Ende der 80er Jahre protestierten die Letten gegen den geplanten U-Bahn-Bau. Heute würde man sich im Stau steckend manchmal wünschen, es gäbe eine solche Tunnelbahn. Aber damals wäre mit dem Bau des modernen Verkehrssystems die weitere massenhafte Ansiedlung von Arbeitskräften aus Rußland in der lettischen Haupstadt Riga verbunden gewesen, in der die Letten sowieso zu diesem Zeitpunkt schon in der Minderheit waren. Die Überfremdung war ein wichtiger Grund für den Protest gegen die Sowjetherrschaft in der liberaleren Gorbatschow-Ära und den anschließenden Kampf für die Wiederlangung der Unabhängigkeit.

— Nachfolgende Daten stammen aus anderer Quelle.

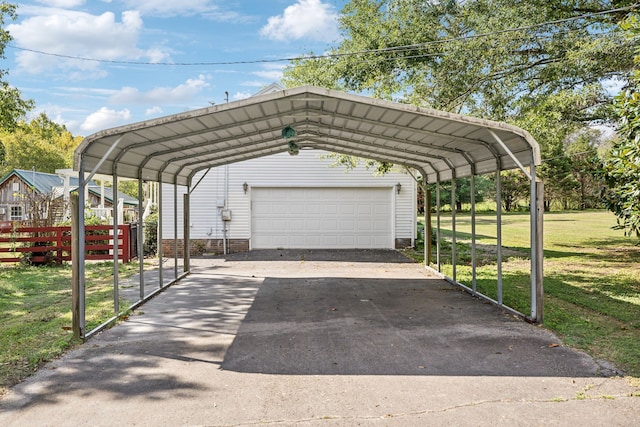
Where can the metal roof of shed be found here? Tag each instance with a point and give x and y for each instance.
(174, 148)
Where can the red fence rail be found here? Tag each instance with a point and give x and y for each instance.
(43, 245)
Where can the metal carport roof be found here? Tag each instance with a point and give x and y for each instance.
(173, 149)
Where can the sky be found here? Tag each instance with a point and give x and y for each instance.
(97, 64)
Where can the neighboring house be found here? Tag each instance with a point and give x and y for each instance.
(300, 201)
(18, 185)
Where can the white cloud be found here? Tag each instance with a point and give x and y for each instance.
(241, 95)
(306, 19)
(105, 118)
(170, 8)
(153, 111)
(62, 3)
(161, 95)
(69, 34)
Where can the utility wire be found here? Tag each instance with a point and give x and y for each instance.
(336, 55)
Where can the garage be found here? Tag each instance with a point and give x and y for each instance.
(438, 146)
(327, 218)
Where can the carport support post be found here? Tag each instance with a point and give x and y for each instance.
(141, 236)
(438, 233)
(499, 233)
(453, 226)
(75, 273)
(186, 232)
(473, 232)
(537, 248)
(114, 211)
(427, 226)
(159, 233)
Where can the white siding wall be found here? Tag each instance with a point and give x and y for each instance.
(281, 170)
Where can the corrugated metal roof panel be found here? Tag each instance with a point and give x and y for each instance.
(175, 147)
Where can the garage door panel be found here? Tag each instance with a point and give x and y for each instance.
(321, 218)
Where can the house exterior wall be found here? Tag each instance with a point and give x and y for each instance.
(307, 169)
(12, 194)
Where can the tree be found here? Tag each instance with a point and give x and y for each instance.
(622, 168)
(539, 64)
(586, 164)
(12, 106)
(484, 186)
(40, 144)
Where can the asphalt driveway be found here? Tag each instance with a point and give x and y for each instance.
(320, 337)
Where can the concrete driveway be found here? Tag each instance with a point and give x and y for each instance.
(320, 338)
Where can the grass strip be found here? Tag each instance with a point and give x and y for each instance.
(35, 313)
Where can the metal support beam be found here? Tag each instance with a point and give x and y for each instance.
(537, 250)
(510, 153)
(454, 260)
(427, 227)
(473, 234)
(159, 234)
(75, 280)
(141, 236)
(539, 266)
(80, 233)
(438, 227)
(102, 160)
(116, 296)
(187, 244)
(175, 229)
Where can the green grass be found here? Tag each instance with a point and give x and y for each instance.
(35, 313)
(591, 278)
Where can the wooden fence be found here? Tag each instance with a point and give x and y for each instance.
(45, 245)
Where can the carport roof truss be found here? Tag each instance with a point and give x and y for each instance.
(173, 149)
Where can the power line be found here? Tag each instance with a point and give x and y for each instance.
(393, 49)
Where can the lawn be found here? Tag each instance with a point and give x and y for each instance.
(35, 313)
(591, 278)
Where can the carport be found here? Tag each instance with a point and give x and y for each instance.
(439, 146)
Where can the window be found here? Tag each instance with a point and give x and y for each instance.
(16, 213)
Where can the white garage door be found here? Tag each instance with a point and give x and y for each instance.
(321, 218)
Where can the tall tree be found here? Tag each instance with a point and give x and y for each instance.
(540, 64)
(12, 106)
(40, 144)
(622, 167)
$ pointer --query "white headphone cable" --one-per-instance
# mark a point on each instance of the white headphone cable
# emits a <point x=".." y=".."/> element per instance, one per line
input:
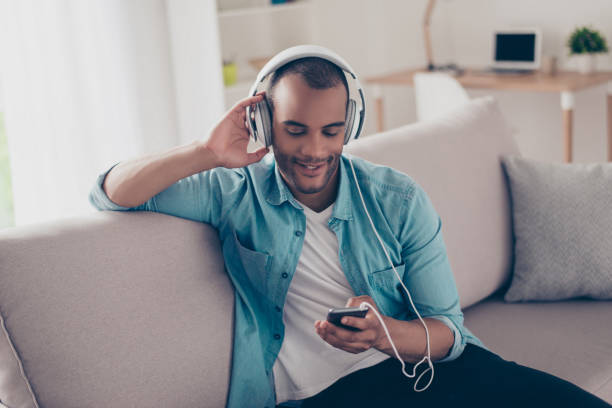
<point x="428" y="356"/>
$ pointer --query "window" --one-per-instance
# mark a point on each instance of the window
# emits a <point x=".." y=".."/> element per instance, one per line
<point x="7" y="218"/>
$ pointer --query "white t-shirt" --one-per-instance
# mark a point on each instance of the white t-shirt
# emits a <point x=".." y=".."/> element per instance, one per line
<point x="307" y="364"/>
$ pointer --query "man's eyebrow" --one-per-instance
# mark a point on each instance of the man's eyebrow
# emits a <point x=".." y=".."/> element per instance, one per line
<point x="294" y="123"/>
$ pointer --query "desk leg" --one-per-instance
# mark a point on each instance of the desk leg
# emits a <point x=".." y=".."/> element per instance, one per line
<point x="380" y="120"/>
<point x="609" y="106"/>
<point x="567" y="105"/>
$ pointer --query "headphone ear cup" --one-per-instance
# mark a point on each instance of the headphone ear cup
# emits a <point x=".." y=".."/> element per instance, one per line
<point x="350" y="120"/>
<point x="263" y="120"/>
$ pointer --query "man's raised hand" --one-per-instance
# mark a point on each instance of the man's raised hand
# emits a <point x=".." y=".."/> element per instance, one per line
<point x="229" y="138"/>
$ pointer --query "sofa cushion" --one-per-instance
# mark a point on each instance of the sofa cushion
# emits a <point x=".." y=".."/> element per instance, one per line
<point x="117" y="309"/>
<point x="563" y="230"/>
<point x="570" y="339"/>
<point x="456" y="159"/>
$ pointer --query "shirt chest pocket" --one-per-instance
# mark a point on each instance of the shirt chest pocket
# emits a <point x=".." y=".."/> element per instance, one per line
<point x="246" y="263"/>
<point x="388" y="292"/>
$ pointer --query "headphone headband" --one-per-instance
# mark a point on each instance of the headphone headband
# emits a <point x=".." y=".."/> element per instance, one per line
<point x="262" y="129"/>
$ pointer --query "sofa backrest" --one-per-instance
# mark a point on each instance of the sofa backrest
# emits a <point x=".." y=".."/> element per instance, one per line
<point x="456" y="159"/>
<point x="135" y="309"/>
<point x="114" y="309"/>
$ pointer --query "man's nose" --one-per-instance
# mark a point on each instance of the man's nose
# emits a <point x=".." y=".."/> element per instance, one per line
<point x="315" y="146"/>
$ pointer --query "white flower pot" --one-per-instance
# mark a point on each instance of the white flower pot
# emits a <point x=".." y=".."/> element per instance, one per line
<point x="585" y="63"/>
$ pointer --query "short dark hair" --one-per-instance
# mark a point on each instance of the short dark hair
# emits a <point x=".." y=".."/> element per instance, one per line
<point x="318" y="73"/>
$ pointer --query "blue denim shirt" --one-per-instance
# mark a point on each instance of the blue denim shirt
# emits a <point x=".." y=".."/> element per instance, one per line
<point x="261" y="227"/>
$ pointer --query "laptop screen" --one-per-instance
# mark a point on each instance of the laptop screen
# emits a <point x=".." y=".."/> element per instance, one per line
<point x="515" y="47"/>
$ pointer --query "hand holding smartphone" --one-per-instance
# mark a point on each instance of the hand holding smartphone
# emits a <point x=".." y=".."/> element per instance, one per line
<point x="335" y="315"/>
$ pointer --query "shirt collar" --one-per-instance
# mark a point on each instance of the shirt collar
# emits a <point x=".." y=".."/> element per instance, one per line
<point x="278" y="192"/>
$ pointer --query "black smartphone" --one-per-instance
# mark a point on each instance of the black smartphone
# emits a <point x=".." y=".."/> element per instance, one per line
<point x="336" y="314"/>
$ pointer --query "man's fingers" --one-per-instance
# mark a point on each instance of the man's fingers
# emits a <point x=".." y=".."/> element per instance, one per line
<point x="337" y="341"/>
<point x="257" y="155"/>
<point x="357" y="322"/>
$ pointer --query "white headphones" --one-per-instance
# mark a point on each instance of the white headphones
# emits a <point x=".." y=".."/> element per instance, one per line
<point x="260" y="122"/>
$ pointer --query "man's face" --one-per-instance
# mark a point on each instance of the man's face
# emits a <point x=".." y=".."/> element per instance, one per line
<point x="308" y="136"/>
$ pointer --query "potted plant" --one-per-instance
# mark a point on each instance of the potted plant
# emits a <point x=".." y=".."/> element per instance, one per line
<point x="584" y="43"/>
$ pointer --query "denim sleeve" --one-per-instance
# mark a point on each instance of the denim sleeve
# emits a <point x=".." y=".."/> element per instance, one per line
<point x="427" y="274"/>
<point x="204" y="197"/>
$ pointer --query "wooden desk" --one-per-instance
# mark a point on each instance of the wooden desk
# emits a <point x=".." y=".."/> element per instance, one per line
<point x="564" y="82"/>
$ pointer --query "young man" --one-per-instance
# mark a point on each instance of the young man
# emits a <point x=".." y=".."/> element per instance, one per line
<point x="296" y="241"/>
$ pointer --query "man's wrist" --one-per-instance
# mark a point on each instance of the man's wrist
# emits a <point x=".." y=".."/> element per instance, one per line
<point x="404" y="333"/>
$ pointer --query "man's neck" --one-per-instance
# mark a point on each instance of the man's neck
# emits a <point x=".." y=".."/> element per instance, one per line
<point x="324" y="198"/>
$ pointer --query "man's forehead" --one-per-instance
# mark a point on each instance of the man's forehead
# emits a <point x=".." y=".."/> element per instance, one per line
<point x="295" y="100"/>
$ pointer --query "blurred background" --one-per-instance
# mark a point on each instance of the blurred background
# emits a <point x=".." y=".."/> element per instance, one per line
<point x="85" y="84"/>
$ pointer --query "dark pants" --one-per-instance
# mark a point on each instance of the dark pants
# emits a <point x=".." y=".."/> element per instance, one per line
<point x="478" y="378"/>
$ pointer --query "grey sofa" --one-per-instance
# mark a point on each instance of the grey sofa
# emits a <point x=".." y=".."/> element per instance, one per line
<point x="133" y="309"/>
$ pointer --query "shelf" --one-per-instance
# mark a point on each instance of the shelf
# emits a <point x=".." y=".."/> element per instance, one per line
<point x="269" y="8"/>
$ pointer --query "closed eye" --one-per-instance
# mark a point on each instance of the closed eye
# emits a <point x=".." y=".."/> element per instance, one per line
<point x="295" y="132"/>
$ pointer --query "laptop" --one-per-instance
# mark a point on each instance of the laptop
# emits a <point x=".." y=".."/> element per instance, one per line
<point x="515" y="50"/>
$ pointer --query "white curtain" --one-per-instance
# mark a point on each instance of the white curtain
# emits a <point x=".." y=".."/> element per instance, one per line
<point x="88" y="83"/>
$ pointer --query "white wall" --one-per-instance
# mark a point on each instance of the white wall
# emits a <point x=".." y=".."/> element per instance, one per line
<point x="380" y="36"/>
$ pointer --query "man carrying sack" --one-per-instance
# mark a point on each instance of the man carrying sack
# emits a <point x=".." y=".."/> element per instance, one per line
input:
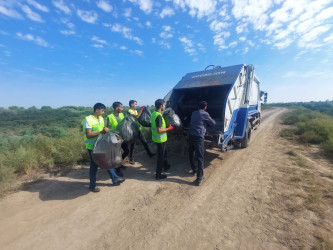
<point x="93" y="125"/>
<point x="133" y="112"/>
<point x="113" y="121"/>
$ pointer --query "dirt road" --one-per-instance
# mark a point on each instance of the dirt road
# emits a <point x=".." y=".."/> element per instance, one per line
<point x="240" y="205"/>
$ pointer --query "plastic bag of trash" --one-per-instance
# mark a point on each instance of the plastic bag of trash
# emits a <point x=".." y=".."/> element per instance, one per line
<point x="145" y="118"/>
<point x="128" y="129"/>
<point x="106" y="152"/>
<point x="172" y="118"/>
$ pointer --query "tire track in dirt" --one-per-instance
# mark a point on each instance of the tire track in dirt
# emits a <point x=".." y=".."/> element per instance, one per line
<point x="232" y="209"/>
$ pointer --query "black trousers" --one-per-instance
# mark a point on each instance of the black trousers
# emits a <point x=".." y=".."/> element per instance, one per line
<point x="162" y="161"/>
<point x="124" y="146"/>
<point x="144" y="143"/>
<point x="197" y="146"/>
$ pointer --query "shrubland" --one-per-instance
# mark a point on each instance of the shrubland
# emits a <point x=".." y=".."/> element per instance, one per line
<point x="312" y="123"/>
<point x="41" y="139"/>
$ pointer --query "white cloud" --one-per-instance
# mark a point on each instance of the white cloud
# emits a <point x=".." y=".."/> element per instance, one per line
<point x="219" y="40"/>
<point x="67" y="32"/>
<point x="59" y="4"/>
<point x="233" y="44"/>
<point x="137" y="52"/>
<point x="164" y="43"/>
<point x="201" y="47"/>
<point x="98" y="40"/>
<point x="38" y="6"/>
<point x="167" y="32"/>
<point x="145" y="5"/>
<point x="196" y="7"/>
<point x="252" y="11"/>
<point x="104" y="5"/>
<point x="241" y="28"/>
<point x="324" y="15"/>
<point x="36" y="39"/>
<point x="7" y="11"/>
<point x="188" y="46"/>
<point x="128" y="12"/>
<point x="283" y="44"/>
<point x="87" y="16"/>
<point x="307" y="40"/>
<point x="329" y="38"/>
<point x="167" y="11"/>
<point x="98" y="46"/>
<point x="218" y="26"/>
<point x="125" y="31"/>
<point x="30" y="14"/>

Welchen Wert ein eigener Staat für ein Volk bedeutet, betonte in seiner Ansprache im Rigaer Dom am 90. Jahrestag der Staatsgründung jüngst auch Bischof Jānis Vanags. Viele Völker dieser Welt, die an Zahl mehr Menschen umfassen als die Letten, haben ihren eigenen Staat nicht. Selbstverständlich ist jedem Volk auch die eigene Sprache heilig. Weltweit sind viele durch Druck oder Assimilierung bereits ausgestorben wie in Lettland beispielsweise nahezu auch das Livische.[1] Mancherorts wird von staatlicher Seite darum gerungen, Minderheitensprachen zu erhalten wie etwa mit dem Rätoromanischen in der Schweiz. Lettland erkämpfte sich 1991 schließlich die Freiheit. Doch viele russischsprechende Einwohner, die während der Sowjetzeit nach Lettland gekommen waren sowie deren Kinder und Kindeskinder haben das Land anschließend nicht verlassen – entgegen dem Wunsch in nationalistischen Kreisen.[2] Mit der Gesetzgebung zur Staatsbürgerschaft und dem Status des Lettischen wurde über Jahre versucht, diesen in Staat und Gesellschaft zu festigen. Und das bedeutete auch, Russisch nicht als zweite offizielle Staatssprache anzuerkennen.[3]
Philologen in Sorge
Jetzt fürchten Sprachwissenschaftler in Lettland die Einführung der Zweisprachigkeit im Lande, durch die Hintertür. So wenigstens äußerten sich einige in einer Sendung des lettischen Radios. Dort sagte der Professor an der Fakultät für moderne Sprachen der Universität Lettlands, Andrejs Veisbergs, der auch der staatlichen Sprachkommission vorsitzt, daß immer häufiger in Stellenanzeigen unbegründeterweise Kenntnisse des Russischen verlangt würden. Der Gebrauch des Russischen im öffentlichen Raum weite sich generell zunehmen aus etwa durch die Präsenz von russischen Serien im Fernsehen. Ebenso häufig sei etwa im Fitnessstudio, in billigen Cafés oder auch in Geschäften die Verständigung nur auf Russisch möglich. Besonders stört sich der Sprachwächter an der Hauptnachrichtensendung Panorāma des lettischen öffentlich-rechtlichen Fernsehens, wo manchmal von sieben kurzen Straßeninterviews fünf auf Russisch geführt würden. Freilich, lenkt Veisbergs ein, würden diese übersetzt. Aber es sei psychologisch schlecht, wenn das Russische überall so präsent sei. Die Anbieter von Kabelfernsehen, fährt der Wissenschaftler fort, verkauften Pakete mit hauptsächlich russischen Kanälen. Folglich lebten die Einwohner nicht im Informationsraum der Europäischen Union, sondern Rußlands. Dies könne eine Gefahr auch für die nationale Sicherheit sein etwa im Falle der Berichterstattung über den Georgienkonflikt im vergangenen August.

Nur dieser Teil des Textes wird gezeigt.